Children understand and enoy social interaction more than adults. |
People can be asked to work any time of the day or night, on
any day, for the same pay rate with the over-riding and incontrovertible conditions
that they only work four hour shifts, no overtime, no double shifts and an
absolute maximum of 20 hours a week.
The idea of work, certainly in the 20th century
and the early years of the 21st, has become has become decidedly
disjointed so much so that in the developed world it has become our “reason”
precluding, at the expense of our general wellbeing, a more humane way of
living.
That “more humane way of living” would allow us to exploit our
natural sociality without the seemingly inexorable mercenary pressure and
competitiveness that is common in the modern commercial world.

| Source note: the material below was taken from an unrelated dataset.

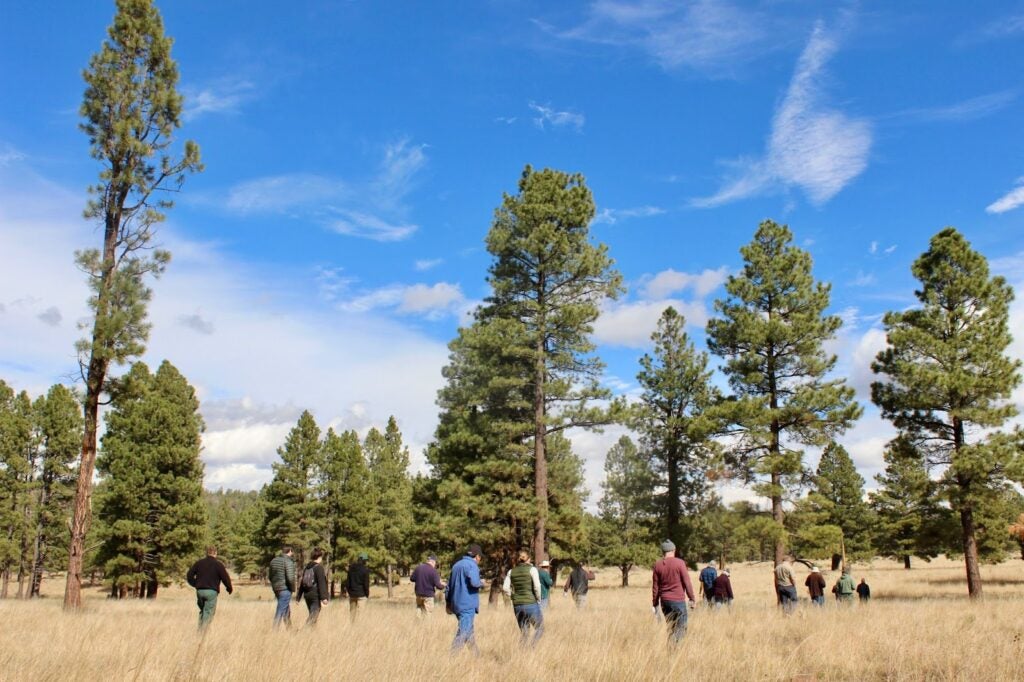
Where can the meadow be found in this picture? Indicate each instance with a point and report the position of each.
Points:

The underlying intensity of the modern business world runs
counter in our psyche to the paradigm to the health, happiness and enjoyment,
and freedom, a person needs to experience genuine fulfilment.
Work, of course, is important for a host of reasons, among
them the sense of reason and purpose it gives a person, it allows for the
creation of many things that society needs and, although biased, it enriches
our social interaction.
The argument that we should work fewer hours each day and by
implication each week, is fraught with challenges and difficulties, but the reason
we should has an implacable ally – our behaviour is changing earth’s climate and
to adapt to that we need to slow dramatically our consumption of energy-hungry
goods.
To slice through human consumption we need to be in a
position to spend less and working fewer hours each day, and by implication each
week, will make us fundamentally poorer and so less able to be the consumers
that the existing commercial world so urgently needs.
A genuine adaptation to climate change will never be easy,
and nor will it be easy to adapt to the Four-Hour Work Day.